# What Is The Most Durable Rc Car?



## jerry97 (Sep 27, 2006)

I Have Been Racing Rc Cars For Over 30 Years, 1/12 ,1/10, 1/4 ,and 1/28 But Brp's 1/18 Scale Built From Tecnology That Has Been Around For Years Has Got To Be The Most Durable Rc Cars Built. These Cars Are A Blast To Race, Handle Great And Easy To Set Up. And As We Say In The South Pert Near Un-breakable. If You Want To Put The Fun Back Into Rc's Check Out Brp's 1/18 Scale. 


Jerry 97 @lakeland Speedway


----------



## K-5 CAPER (Sep 30, 2006)

very well said, and could not agree with you more!!:thumbsup:


----------



## BudBartos (Jan 1, 1970)

In the 5 years that We have had the BRP SC18V2 I have seen 4 chassis parts break 2 of those were due to being stepped on.
We average 15 to 20 racers every race and there are some spectacular crashes and they just keep on going :thumbsup:
I honestly feel that is why some tracks don't support the BRP cars since they can't sell the racer hundreds of dollars in parts.
All I know is it is the biggest class here in northern Ohio and We always have FUN :woohoo:


----------



## Micro_Racer (Mar 27, 2002)

I have raced my BRP just about every other weekend for 5 years, on indoor carpet and out door tracks. I have broke an axle one time and bent the rear pod, and broke a T-plate. The durability and simple design has made the BRP class the largest class in Northern Ohio. A lot of people who were sick of spending $$ fixing their TC every week, have since joined the BRP revolution. You can spend your time at the track racing, not fixing your car!


----------



## Mike Clark (Apr 28, 2007)

*BRP Car*

Well, It's been a year in service that's (3 qualifiers & One main a week for at least 49 weeks) so I rebuilt my BRP car last night. Checking for problems and anything that needed replacing from wear or damage. 

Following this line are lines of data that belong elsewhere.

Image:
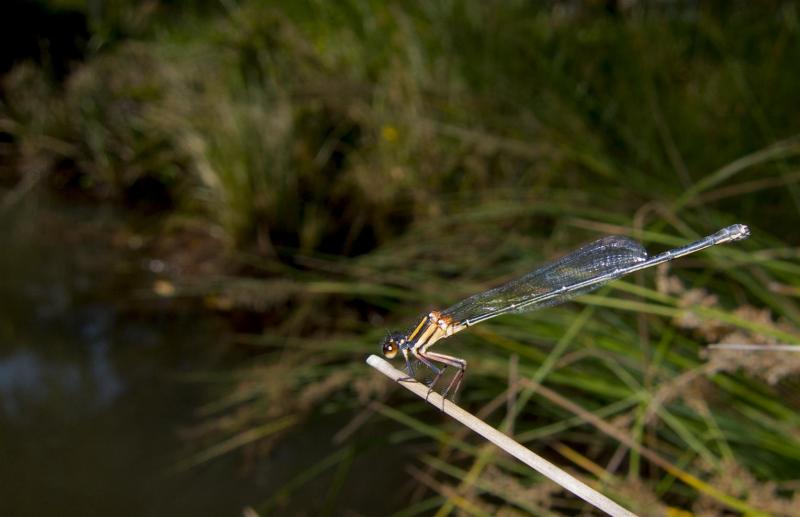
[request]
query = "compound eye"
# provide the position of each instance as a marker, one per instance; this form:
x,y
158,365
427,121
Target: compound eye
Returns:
x,y
390,349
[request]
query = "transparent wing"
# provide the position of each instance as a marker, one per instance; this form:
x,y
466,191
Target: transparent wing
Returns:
x,y
581,271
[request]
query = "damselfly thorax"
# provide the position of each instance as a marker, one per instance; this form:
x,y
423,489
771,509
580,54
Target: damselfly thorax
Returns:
x,y
579,272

I tore it down all the way. Relubed the T-plate ball and replace a total of 6 parts. All were diff balls!

Wait I lied, I also replaced the two set screws at the front of the T-plate, yep replaced them with colored socket cap screws. Now I can Stick a wrench through the top of the body and adjust the wedge on the rear end with our removing the body.

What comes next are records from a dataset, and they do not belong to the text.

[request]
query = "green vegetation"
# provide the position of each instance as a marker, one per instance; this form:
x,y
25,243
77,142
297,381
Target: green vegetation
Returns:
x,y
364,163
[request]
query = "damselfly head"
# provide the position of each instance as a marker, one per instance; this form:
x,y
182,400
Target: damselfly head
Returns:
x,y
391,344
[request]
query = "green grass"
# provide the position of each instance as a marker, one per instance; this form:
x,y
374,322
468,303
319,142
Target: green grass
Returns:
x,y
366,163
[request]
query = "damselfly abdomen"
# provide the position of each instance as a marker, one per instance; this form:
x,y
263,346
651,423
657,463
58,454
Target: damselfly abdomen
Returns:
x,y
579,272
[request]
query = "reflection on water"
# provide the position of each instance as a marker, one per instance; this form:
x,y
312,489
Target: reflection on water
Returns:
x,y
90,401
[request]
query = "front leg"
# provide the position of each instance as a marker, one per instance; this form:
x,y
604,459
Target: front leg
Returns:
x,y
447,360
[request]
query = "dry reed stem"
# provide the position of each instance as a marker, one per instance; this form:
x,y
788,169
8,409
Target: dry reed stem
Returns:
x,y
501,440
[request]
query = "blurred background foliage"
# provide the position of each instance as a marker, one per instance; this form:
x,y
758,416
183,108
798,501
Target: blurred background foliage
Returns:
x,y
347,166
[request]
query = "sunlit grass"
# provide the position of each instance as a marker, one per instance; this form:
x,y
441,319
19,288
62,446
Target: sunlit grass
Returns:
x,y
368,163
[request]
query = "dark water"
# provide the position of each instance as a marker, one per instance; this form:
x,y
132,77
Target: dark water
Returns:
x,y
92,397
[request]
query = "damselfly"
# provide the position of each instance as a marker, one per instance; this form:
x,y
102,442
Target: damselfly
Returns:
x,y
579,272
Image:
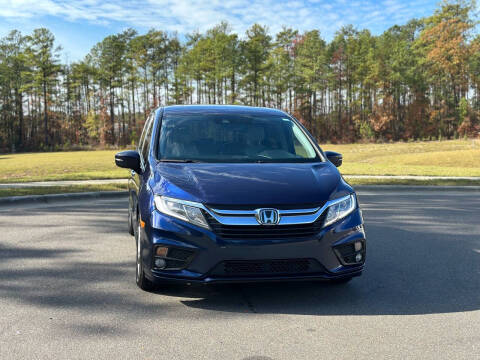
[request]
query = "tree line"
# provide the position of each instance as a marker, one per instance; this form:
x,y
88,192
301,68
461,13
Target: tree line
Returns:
x,y
415,81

The BRP cars are different from other 1/18 R/Ccars. They are built to take the punishment of racing at the local level. Which is the tuffest racing venue going. I have Raced right along side Jerry Evans for most of those years and the BRP cars are what got me back into electric racing after the battery wars ran me off. Yep none tuffer.


----------